(b. 1541, Candia, d. 1614, Toledo)
Apostle St John the Evangelist1610-14
Oil on canvas, 97 x 77 cm
Museo de El Greco, Toledo
Apostle St John the Evangelist was the son of Zebedee, and brother of James and the presumed author of the fourth gospel and, by tradition, of the Apocalypse. He was one of the first to be called to follow Christ. He appears with Peter and James in the scene of the Transfiguration. At the Last Supper he is shown leaning his head on the breast of Christ, from the tradition that identified him with 'the disciple whom Jesus loved'. The Agony in the Garden shows him asleep with Peter and James, while Christ prays.
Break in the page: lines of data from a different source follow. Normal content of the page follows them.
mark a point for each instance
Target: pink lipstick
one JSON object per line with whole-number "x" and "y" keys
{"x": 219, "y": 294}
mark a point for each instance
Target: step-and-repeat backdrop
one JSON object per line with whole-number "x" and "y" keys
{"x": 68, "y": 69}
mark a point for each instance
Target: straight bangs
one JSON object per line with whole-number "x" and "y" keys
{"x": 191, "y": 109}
In one version of the Crucifixion John and the Virgin are seen standing alone at the foot of the cross. He is shown among the figures at the Descent from the Cross, the lamentation (Pietà) that followed and at the Entombment. John appears at the Death of the Virgin and her Assumption because the apocryphal writings on which the scenes are based were ascribed to him. During the apostolic ministry John often accompanied the apostle Peter. He was traditionally identified with John who was exiled to the island of Patmos, where he wrote the book of Revelation. He was believed to have died at Ephesus at a great age.
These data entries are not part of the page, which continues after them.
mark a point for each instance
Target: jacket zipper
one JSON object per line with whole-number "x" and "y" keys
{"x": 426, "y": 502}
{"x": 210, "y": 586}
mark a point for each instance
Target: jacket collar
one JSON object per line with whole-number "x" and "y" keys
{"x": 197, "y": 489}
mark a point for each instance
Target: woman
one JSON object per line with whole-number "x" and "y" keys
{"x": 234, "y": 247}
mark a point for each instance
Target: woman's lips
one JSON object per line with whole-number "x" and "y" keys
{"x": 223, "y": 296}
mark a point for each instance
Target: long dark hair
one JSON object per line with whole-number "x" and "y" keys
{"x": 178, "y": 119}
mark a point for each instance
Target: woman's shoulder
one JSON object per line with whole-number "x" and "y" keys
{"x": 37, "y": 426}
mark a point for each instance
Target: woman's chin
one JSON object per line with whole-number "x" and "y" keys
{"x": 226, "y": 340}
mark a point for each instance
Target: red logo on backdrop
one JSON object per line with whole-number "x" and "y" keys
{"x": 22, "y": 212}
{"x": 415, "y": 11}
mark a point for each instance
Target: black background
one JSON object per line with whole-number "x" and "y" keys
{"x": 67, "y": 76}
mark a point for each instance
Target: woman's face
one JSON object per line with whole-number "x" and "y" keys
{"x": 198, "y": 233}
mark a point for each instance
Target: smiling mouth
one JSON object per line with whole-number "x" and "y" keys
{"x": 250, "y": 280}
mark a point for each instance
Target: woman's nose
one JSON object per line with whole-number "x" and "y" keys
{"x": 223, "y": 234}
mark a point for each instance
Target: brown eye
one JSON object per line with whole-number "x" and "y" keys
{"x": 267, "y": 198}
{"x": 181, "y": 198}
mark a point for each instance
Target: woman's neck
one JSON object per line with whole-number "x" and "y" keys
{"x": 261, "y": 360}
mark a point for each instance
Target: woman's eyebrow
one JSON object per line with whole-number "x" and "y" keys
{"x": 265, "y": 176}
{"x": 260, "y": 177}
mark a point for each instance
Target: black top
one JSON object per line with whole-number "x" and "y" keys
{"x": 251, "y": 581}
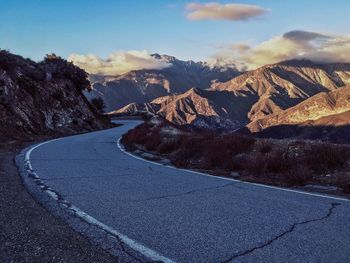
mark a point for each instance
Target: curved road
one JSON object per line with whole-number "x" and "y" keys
{"x": 178, "y": 216}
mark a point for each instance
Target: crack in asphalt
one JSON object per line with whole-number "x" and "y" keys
{"x": 289, "y": 230}
{"x": 185, "y": 193}
{"x": 64, "y": 204}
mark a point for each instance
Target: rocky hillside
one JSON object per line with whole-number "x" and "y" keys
{"x": 280, "y": 86}
{"x": 200, "y": 108}
{"x": 44, "y": 98}
{"x": 317, "y": 107}
{"x": 323, "y": 116}
{"x": 251, "y": 96}
{"x": 145, "y": 85}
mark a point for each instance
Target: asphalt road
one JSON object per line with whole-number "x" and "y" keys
{"x": 181, "y": 216}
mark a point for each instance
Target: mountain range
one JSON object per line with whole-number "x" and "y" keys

Apostle St John the Evangelist in Art
John's attributes are a book or scroll, in allusion to his writings, an eagle which may hold a pen or inkhorn in its beak, a chalice from which a snake emerges, a cauldron and a palm - not the martyr's but one belonging to the Virgin and handed on to John at her death; he holds it only in scenes relating to her. John may be represented in two distinct ways: as the apostle he is young, sometimes rather effeminate and graceful, typically with long, flowing, curly hair, and is beardless; or in complete contrast as the evangelist, he is an aged greybeard. Among his inscriptions the commonest are 'Passus sub Pontio Pilato' - 'He suffered under Pontius Pilate', from the Apostles' Creed; 'In principio erat verbum' - 'In the beginning was the Word' (John 1:1); 'Lignum vitae afferens fructus' - 'The tree of life which yields (twelve crops of) fruit' (Rev. 22:2).
The scenes from his life depicted in painting are The martyrdom of St John, St John on the island of Patmos writing the Revelation, The raising of Drusiana, St John changes sticks and stones into gold and jewels, St John drinking from the poisoned chalice, Death and ascension of St John.